Der konfessionsübergreifende Religionsunterricht war zum Schuljahr 2019/20 an Grund- und Mittelschulen als Modellprojekt erprobt worden. Kultusministerin Anna Stolz (Freie Wähler) sagte, dass der Unterricht flächendeckend positiv aufgenommen worden sei. Gerade in Zeiten von gesellschaftlichen Umbrüchen und Unsicherheiten könne der Religionsunterricht Orientierung bieten und die Persönlichkeit stärken.
Der evangelische Oberkirchenrat Stefan Blumtritt zeigte sich erfreut über den Beschluss.

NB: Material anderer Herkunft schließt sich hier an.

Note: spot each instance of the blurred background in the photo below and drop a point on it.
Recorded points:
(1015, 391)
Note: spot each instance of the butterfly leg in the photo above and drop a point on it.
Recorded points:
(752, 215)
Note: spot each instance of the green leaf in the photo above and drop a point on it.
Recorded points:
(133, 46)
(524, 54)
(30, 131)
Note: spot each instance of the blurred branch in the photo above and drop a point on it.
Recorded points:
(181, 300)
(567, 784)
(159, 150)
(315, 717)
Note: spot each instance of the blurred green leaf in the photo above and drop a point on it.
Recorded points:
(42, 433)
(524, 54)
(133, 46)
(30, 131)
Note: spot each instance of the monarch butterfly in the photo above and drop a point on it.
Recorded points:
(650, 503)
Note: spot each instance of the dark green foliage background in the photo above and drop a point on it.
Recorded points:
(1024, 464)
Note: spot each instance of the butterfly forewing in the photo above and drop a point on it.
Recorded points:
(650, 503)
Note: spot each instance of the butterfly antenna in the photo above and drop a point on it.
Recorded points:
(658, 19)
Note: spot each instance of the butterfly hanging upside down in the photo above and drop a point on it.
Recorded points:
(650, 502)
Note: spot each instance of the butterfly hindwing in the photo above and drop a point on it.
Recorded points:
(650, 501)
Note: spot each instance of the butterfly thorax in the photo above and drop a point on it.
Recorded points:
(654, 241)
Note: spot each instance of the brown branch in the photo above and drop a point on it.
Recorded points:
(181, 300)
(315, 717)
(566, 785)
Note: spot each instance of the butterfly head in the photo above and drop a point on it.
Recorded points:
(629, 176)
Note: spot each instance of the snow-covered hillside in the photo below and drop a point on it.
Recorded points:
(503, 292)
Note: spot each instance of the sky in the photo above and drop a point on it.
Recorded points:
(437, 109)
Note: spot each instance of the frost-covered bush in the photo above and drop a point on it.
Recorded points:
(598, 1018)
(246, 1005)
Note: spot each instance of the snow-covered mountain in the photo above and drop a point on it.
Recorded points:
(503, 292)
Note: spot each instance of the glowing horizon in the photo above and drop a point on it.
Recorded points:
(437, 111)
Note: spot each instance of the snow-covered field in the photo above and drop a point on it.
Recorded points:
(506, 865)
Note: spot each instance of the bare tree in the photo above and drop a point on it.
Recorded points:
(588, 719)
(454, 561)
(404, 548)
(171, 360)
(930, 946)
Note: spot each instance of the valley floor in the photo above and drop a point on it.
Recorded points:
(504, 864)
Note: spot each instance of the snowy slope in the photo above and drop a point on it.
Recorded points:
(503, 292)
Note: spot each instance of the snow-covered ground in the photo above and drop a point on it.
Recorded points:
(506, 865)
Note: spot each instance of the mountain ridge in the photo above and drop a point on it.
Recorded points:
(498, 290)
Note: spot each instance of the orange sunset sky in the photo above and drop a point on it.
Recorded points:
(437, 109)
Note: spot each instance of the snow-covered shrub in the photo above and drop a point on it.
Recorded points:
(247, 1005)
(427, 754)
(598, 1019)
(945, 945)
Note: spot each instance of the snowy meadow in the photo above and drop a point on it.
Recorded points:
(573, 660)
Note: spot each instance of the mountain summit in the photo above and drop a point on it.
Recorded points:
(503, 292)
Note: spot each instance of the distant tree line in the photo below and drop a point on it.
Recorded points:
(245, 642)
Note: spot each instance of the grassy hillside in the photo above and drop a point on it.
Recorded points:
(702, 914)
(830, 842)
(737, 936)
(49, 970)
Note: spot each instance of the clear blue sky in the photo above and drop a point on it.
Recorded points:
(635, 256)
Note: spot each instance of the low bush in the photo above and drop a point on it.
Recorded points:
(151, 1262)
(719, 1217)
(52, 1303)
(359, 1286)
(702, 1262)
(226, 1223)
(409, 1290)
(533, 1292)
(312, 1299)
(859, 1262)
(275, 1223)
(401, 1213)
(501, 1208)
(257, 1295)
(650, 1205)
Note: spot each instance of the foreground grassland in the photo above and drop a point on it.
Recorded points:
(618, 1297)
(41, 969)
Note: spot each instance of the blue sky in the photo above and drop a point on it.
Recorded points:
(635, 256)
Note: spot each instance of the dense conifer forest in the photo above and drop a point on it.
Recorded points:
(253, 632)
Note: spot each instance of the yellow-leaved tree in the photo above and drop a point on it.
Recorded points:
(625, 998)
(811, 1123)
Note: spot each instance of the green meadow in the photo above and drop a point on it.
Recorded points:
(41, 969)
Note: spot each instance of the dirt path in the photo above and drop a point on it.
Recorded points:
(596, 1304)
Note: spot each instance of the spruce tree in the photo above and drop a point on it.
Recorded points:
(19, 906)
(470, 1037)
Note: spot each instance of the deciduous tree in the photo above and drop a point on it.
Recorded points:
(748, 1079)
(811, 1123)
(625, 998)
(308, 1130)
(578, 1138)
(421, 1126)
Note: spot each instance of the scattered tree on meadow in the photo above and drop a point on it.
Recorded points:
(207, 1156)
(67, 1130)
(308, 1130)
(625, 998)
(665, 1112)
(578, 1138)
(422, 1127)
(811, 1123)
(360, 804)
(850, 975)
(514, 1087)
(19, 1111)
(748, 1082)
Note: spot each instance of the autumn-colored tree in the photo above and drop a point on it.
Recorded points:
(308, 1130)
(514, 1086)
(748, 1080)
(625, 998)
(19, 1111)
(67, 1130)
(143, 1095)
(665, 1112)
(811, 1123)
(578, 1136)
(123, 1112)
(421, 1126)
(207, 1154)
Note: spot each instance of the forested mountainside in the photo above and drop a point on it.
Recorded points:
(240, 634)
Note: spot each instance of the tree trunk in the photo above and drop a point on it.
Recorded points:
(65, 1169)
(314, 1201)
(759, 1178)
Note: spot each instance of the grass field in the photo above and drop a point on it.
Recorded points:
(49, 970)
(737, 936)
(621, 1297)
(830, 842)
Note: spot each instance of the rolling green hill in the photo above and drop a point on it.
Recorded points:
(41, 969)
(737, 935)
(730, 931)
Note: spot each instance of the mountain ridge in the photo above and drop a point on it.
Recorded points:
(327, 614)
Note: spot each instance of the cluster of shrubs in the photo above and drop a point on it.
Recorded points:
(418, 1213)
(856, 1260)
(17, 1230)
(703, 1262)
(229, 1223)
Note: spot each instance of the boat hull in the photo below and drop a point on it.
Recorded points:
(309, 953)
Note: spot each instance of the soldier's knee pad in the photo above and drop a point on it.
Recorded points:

Mit der dauerhaften Einführung von RUmeK "stärken wir einen Religionsunterricht, der konfessionelle Vielfalt anerkennt und den Dialog fördert". Der Leiter des Katholischen Büros Bayern, Matthias Belafi, sagte, RUmeK stelle sicher, dass Kinder weiterhin flächendeckend in ganz Bayern den Grundlagen des christlichen Glaubens begegnen können.
Regelfall bleibt der klassische konfessionelle Religionsunterricht. Wenn es jedoch zu wenige Schülerinnen und Schüler einer Konfession gebe, um eine eigene Lerngruppe einzurichten, soll der RUmeK angeboten werden. Grundlage für den Unterricht ist der Lehrplan für den Religionsunterricht der Mehrheitskonfession der jeweiligen Gruppe. Die verantwortliche Lehrkraft gehört in diesem Fall der Mehrheitskonfession an.